Europa despertó horrorizada a finales de agosto de 1572 por la matanza de San Bartolomé en París. La demonización de las creencias de católicos y protestantes hugonotes propició una escalada de violencia que culminó con esta masacre y profundizó en las guerras de religión. Escenas dantescas como la de Oslo y la de isla de Utoya interpelan a la comunidad internacional y a los europeos este verano, 439 años más tarde, para que cerremos definitivamente las puertas a la barbarie, así como a la justificación política, cultural o religiosa de actos terroristas como los de Noruega.
Desde las páginas de este periódico quiero expresar mi más sentido afecto y solidaridad por las familias de las víctimas y por los noruegos que dan muestras de su consabida tolerancia y respeto a los valores democráticos, mientras ahuyentan el fantasma del pánico y reafirman su apertura.
La Europa del siglo XXI es por naturaleza democrática y multicultural, y no debe admitir la amenaza del extremismo trufado de xenofobia y nacionalismo. La dinámica política europea, globalización versus nacionalismo, no puede permitir la influencia de partidos que ganan representación parlamentaria a costa de chivos expiatorios y emociones espurias. La Gran Recesión, unida a la escasez de empleo y al empobrecimiento de las sociedades desarrolladas, generan malestar ciudadano y desapego político, y son el caldo de cultivo de nuevos y viejos extremismos que comparten el uso de la violencia contra civiles.

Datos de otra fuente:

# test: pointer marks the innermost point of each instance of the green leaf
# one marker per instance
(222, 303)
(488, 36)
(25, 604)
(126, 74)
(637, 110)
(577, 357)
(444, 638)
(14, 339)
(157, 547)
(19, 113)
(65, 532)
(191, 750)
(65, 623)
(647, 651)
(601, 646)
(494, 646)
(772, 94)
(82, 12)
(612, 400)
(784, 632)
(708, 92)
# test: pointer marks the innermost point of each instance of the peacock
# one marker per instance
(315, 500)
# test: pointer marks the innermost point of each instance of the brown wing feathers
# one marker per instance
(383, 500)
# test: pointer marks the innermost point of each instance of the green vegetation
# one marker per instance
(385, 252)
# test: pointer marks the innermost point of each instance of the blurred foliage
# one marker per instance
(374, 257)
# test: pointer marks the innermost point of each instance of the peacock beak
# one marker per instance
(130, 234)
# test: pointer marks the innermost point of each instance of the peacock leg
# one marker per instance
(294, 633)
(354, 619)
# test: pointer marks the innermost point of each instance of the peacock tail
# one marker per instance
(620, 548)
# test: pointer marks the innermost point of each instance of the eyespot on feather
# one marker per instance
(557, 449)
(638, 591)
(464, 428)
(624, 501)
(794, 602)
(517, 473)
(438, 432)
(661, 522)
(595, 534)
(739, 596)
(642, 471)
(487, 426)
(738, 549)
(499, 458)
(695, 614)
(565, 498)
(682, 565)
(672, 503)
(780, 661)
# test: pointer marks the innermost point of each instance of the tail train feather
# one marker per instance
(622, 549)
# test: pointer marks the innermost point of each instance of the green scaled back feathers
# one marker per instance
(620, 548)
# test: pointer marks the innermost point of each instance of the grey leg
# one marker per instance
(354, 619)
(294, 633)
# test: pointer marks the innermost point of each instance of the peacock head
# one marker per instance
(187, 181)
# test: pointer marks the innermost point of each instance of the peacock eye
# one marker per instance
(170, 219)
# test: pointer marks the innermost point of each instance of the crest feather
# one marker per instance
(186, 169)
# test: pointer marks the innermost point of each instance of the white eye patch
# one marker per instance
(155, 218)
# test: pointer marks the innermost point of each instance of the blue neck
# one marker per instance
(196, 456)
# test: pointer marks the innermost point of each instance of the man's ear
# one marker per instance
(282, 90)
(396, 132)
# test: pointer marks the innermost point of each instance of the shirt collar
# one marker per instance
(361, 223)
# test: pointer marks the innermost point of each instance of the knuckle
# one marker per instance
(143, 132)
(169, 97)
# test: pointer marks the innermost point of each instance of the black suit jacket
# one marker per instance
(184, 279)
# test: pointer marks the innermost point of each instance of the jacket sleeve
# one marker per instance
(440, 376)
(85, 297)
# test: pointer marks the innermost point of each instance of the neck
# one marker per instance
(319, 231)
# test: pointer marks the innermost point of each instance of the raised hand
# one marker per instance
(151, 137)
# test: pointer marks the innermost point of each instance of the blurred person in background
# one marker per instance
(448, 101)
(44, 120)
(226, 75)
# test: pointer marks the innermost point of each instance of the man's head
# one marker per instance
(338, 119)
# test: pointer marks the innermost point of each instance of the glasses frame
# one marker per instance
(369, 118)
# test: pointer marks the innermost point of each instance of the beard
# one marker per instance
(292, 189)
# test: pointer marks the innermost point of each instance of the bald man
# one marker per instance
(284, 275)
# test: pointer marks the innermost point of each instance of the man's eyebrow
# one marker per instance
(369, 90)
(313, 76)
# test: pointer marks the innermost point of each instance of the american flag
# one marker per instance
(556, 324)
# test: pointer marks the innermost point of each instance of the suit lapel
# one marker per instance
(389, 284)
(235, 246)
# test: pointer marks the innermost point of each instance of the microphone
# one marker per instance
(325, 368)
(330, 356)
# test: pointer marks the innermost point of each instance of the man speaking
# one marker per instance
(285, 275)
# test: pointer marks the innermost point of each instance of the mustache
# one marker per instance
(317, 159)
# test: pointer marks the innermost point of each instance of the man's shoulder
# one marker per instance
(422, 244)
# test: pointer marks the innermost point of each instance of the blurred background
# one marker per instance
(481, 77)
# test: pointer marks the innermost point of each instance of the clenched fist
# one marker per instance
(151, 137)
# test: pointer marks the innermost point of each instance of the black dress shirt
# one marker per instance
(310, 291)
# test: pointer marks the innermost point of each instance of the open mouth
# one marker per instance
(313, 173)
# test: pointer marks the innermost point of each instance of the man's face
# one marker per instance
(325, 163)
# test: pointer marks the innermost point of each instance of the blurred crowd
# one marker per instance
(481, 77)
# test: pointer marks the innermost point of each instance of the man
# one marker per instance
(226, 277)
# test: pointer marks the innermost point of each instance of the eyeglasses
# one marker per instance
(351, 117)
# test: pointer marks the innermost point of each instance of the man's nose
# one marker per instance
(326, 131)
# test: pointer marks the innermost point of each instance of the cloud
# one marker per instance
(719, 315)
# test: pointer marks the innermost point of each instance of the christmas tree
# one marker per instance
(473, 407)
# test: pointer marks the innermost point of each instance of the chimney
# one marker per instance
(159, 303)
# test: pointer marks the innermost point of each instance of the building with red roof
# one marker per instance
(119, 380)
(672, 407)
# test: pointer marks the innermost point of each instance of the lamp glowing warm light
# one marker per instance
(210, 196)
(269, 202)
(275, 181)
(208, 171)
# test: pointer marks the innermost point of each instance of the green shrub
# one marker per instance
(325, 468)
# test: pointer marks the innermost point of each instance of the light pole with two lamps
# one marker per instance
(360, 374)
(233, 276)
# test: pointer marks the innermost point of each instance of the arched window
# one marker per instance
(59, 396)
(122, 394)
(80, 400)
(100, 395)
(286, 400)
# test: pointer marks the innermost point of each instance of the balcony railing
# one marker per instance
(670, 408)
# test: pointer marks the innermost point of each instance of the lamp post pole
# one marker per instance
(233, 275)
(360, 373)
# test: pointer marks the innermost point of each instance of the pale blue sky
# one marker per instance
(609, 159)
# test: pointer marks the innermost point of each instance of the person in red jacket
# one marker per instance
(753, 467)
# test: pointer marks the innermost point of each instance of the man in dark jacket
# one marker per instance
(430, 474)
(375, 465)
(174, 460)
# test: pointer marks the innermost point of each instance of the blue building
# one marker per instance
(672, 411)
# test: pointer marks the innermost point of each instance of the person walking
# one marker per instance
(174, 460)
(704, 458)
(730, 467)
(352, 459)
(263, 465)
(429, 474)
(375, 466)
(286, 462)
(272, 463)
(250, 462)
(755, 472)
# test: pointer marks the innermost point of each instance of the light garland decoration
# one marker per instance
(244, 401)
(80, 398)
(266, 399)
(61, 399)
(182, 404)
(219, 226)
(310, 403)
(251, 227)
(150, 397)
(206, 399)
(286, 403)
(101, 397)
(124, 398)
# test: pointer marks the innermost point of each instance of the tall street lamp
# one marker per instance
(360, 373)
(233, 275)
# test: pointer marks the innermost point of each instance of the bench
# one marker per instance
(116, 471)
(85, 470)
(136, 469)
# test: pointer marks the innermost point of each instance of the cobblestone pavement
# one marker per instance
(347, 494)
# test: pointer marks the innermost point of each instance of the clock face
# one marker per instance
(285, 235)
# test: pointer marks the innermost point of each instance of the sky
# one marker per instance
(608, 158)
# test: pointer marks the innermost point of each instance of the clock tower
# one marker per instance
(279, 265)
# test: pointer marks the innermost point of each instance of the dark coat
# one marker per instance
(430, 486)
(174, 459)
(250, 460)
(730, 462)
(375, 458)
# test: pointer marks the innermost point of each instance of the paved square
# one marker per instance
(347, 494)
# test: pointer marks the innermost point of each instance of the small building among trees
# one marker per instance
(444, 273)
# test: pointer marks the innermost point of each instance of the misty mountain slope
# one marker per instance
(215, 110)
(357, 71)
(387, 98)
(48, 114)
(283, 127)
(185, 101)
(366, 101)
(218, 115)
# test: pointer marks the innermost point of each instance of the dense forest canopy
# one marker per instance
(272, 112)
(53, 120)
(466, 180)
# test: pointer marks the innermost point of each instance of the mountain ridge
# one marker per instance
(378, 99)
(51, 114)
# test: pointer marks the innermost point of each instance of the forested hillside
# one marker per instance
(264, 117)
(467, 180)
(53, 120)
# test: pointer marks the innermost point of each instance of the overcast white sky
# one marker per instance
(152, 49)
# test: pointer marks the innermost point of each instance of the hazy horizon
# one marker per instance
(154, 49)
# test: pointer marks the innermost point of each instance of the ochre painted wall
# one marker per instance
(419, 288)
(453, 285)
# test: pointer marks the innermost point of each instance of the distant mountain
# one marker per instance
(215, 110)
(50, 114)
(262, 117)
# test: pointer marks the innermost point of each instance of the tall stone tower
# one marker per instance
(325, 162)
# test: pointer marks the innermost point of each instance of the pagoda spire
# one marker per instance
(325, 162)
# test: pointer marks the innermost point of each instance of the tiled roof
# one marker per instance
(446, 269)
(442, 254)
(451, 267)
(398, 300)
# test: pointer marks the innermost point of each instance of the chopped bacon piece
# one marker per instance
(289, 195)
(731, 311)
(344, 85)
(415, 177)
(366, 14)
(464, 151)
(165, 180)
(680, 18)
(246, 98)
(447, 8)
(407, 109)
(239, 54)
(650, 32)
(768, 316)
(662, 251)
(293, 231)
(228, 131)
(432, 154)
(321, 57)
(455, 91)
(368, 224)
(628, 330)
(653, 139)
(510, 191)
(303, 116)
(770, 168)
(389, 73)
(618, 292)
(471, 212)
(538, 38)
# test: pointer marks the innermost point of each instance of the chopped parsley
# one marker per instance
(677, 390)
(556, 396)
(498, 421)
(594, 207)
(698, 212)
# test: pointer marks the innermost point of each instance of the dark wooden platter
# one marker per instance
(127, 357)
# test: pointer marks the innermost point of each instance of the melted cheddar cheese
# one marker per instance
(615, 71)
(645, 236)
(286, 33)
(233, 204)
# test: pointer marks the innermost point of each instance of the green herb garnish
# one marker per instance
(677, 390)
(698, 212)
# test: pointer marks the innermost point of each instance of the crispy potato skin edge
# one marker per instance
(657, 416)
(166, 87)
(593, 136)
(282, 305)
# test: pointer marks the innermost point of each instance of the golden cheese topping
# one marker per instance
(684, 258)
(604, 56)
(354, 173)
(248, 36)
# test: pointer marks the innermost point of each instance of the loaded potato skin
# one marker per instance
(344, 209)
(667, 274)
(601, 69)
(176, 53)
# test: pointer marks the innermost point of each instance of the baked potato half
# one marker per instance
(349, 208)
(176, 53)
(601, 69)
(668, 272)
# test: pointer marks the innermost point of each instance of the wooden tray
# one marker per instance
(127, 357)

En nombre de las víctimas de Noruega y en el de muchas otras pertenecientes a países que han sufrido ataques terroristas o viven bajo su amenaza, tenemos que poner freno a los extremismos y a las espirales de violencia verbal en la esfera política. La historia europea contemporánea sabe a dónde conducen estas prácticas político-partidarias y hoy, junto al antisemitismo, debemos combatir la islamofobia, principal blanco de la propaganda del odio, como escribió Stieg Larsson.
Frente al odio, el fanatismo, la mentalidad sectaria o la exaltación de la violencia, y como reafirmación del devenir de la Historia, los presidentes de los gobiernos de España y Turquía propusieron en la 59 Asamblea deNaciones Unidas, en 2004, la iniciativa de la Alianza de Civilizaciones. El presidente del gobierno, José Luis Rodríguez Zapatero, y yo mismo, fuimos conscientes de la necesidad de promover un diálogo estructurado y eficaz para evitar confrontaciones y violencia en nombre de opciones ideológicas, culturales o religiosas, al tiempo que se establecían garantías para el mantenimiento de la amplitud y extensión de los derechos humanos y ciudadanos
Los atentados de Noruega reafirman la vigencia y actualidad de la Alianza de Civilizaciones, iniciativa consolidada en el seno de Naciones Unidas, que cuenta hoy con más de un centenar de países y de organismos regionales y multilaterales. La Alianza de Civilizaciones, que se articula a través de sus foros y de medidas concretas recogidas en planes nacionales, debería ser un medio eficaz para combatir la demonización de la diferencia y para asegurar nuestros márgenes de libertad y seguridad. El futuro de la Alianza pasa por profundizar en sus cuatro ejes de acción: juventud, educación, migraciones y medios de comunicación, así como por la optimización que de sus potencialidades deliberativas y proactivas. Frente a lo que opinan sus detractores, la Alianza es un medio político de alcance con incidencia directa en los ámbitos de la paz y la seguridad. Para evitar más muertes como las de las víctimas de Noruega bien vale apoyar y reforzar la Alianza de Civilizaciones.